Background

Globally in 2020, 820,000 individuals died from chronic hepatitis B virus infection (HBV), compared to 680,000 people dying from HIV disease [1], and approximately 2.6 million HIV-infected individuals are co-infected with HBV [2]. Although HIV and HBV can share similar transmission routes [3], the contribution of transmission routes to infection burden may differ by geographical region [2]. For example, studies in East Africa have shown that scarification and blood transfusions are important risk factors for HBV transmission [4] and that HBV is often acquired at a younger age (before 5 years) compared to other regions in Africa. In contrast, HIV transmission in East Africa is driven by heterosexual sex in adulthood [2]. Low levels of HIV transmission among younger age groups can be explained by the recent introduction of antivirals in Africa [5] for prevention of mother-to-child transmission. The pathophysiology of HBV and the duration of the infection in East Africa, is an important factor to suspect a different risk of mortality that is assumed to be different of that in developed countries where, advanced health infrastructure for vaccination, screening and treatment make HBV acquisition in adulthood through sex and injecting drug use [6].

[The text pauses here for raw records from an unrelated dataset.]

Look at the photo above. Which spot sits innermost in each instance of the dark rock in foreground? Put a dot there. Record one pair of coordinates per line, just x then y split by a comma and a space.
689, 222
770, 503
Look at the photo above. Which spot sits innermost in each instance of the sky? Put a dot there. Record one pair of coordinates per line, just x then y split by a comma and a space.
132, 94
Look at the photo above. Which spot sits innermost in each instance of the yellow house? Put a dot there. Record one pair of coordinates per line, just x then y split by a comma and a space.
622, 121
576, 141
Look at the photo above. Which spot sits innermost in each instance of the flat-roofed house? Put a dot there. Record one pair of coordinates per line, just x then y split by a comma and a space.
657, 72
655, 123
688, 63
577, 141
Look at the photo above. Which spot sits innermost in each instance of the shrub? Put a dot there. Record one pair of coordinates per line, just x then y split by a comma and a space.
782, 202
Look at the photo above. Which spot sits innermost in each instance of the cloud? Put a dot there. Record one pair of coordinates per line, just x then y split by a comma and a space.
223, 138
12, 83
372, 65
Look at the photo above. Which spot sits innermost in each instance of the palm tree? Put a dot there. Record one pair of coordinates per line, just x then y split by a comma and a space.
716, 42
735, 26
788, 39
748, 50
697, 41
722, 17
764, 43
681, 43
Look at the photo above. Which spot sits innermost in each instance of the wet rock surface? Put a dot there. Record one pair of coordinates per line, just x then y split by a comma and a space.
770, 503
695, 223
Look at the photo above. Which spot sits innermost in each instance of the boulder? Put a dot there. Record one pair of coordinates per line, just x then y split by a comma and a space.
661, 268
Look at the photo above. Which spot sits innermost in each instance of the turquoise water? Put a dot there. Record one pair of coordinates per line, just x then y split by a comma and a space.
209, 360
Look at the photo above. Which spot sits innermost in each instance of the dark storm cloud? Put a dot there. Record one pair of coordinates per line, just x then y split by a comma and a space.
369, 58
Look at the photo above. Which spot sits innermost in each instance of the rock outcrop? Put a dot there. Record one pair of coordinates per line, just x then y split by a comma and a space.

Several studies have found reduced survival [7,8,9,10] of HBV and HIV co-infected individuals, while other large studies [11,12,13] found no effect. These discrepancies, along with the potential lack of generalizability of previous studies for the eastern African population, raise reasonable question on the effect of HIV–HBV co-infection on mortality risk, warranting local-level investigation for more targeted policy guidance.

We conducted this study in Rwanda, an East African country where identification of people with HBV–HIV co-infection began in 2016 after a long period of uncertainty about co-infection and its impact on population mortality. Building on the previous work by Umutesi et al. (2021), we focus on HIV-infected people, and take into account the introduction of universal, early and immediate antiretroviral therapy (ART) [14] that raised ART coverage to 97.5% in Rwanda [15], and the prioritization of TDF as a first-line treatment [16]. There is little evidence of the effect of HBV on mortality in HIV-infected individuals, particularly in large cohorts with routine HIV care, routine free HIV/HBV testing, high antiretroviral treatment coverage and in the context of a differential HBV transmission route [2]. Using a large HIV-infected individual cohort in sub Saharan Africa, we examined the association between chronic HBV infection and HIV mortality among HIV-infected individuals.

Methods

Study design, population and settings

In this retrospective cohort study, we use data derived from a nationwide cohort of 117,258 HIV-infected adults (15 years and above) screened for hepatitis B surface antigens (HBsAg) during a vaccination and screening campaign in 2016 (the characteristics of this population is presented in Additional file 2: Appendix S2). The set-up, process and other details of this campaign have been described by Umutesi et al. [17]. In addition, a national electronic medical record (EMR) registry was used to supplement individual clinical, immunological and treatment data. The information on the Rwanda EMR has been published in earlier studies [18, 19]. The study period was from 1 January 2016 to 31 December 2019, included 21,105 records from populations with available HBV test results available between January and February 2016, and have been registered in one of the 340 HIV clinics with an EMR system in 2016.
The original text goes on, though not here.